Vie et mort d’un misanthrope imaginaire
« Ill figure » de Raphaël Lambert et Romain Winkler, tous deux sortis de l’ESAV, est une autobiographie posthume d’un mannequin de vitrine chimérique qui surfe sur les vagues d’un post-modernisme tragi-comique en évitant avec brio les écueils du cliché bateau. Dernier film de Côté Court # 2, le film fait preuve d’un éclectisme exaltant.
Illfig, sorte de beatnik après l’heure, relate avec une bonne dose d’humour et de cynisme l’histoire de sa vie. Tandis qu’amour, gloire et beauté alimentent les fondations de sa grande désillusion, hypocrisie, drogue et alcool participent activement au doux désenchantement qui la dominent. Sur les chemins balisés de paysages industriels sinistrés, notre héros de polyester erre sans but précis si ce n’est celui de trouver sa place dans une société hostile et peu solidaire.
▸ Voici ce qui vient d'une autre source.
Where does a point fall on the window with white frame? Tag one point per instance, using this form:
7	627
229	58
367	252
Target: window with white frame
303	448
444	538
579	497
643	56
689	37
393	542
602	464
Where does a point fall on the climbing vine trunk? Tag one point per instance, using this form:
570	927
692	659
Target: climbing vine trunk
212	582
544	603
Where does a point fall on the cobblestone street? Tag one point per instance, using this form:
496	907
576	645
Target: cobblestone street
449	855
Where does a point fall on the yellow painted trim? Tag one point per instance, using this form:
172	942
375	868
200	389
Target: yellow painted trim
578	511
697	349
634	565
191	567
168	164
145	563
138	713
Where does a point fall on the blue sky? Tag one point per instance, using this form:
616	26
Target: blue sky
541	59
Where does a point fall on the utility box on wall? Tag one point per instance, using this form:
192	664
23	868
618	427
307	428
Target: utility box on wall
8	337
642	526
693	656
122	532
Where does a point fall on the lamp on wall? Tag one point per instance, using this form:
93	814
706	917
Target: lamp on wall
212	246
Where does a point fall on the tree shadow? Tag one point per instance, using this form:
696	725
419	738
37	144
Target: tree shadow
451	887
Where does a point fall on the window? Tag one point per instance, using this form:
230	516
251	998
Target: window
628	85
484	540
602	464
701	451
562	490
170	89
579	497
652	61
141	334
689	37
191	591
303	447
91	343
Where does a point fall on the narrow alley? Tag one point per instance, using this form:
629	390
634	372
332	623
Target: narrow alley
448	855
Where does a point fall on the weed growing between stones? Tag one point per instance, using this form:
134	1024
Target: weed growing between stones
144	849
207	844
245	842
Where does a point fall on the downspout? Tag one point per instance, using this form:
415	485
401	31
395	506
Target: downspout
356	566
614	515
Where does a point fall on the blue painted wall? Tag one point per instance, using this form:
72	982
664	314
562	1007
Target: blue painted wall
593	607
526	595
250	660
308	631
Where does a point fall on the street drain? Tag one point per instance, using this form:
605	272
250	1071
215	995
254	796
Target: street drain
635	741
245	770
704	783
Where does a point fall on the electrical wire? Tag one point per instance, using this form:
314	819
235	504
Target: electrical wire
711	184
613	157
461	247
Comme tout droit sorti de l’esprit psychédélique d’un William Burroughs, le film de Lambert et Winkler est un véritable pamphlet visuel dénonçant les affres d’une certaine misère urbaine. Avec comme arrière-plan l’explosion de l’usine chimique AZF, à Toulouse en septembre 2001, la narration de leur biopic en caméra subjective capte de bout en bout, la lente descente aux enfers du personnage qui s’est délibérément écarté des prairies polluées où des moutons de Panurge broutent servilement le béton des grises multinationales. Adoptant un montage très construit, les réalisateurs usent d’images fortes, allant du concret à l’abstrait, pour exprimer le mal-être d’une génération perdue, épave du naufrage consumériste.
À la fois plaisant et dérangeant, le film fouille subtilement, avec un génie indéniable, dans l’inconscient de la culture populaire et underground. Folie, rage et ironie s’entrecroisent dans une rhapsodie mouvante et remuante sur fond de chaos apocalyptique et misanthrope.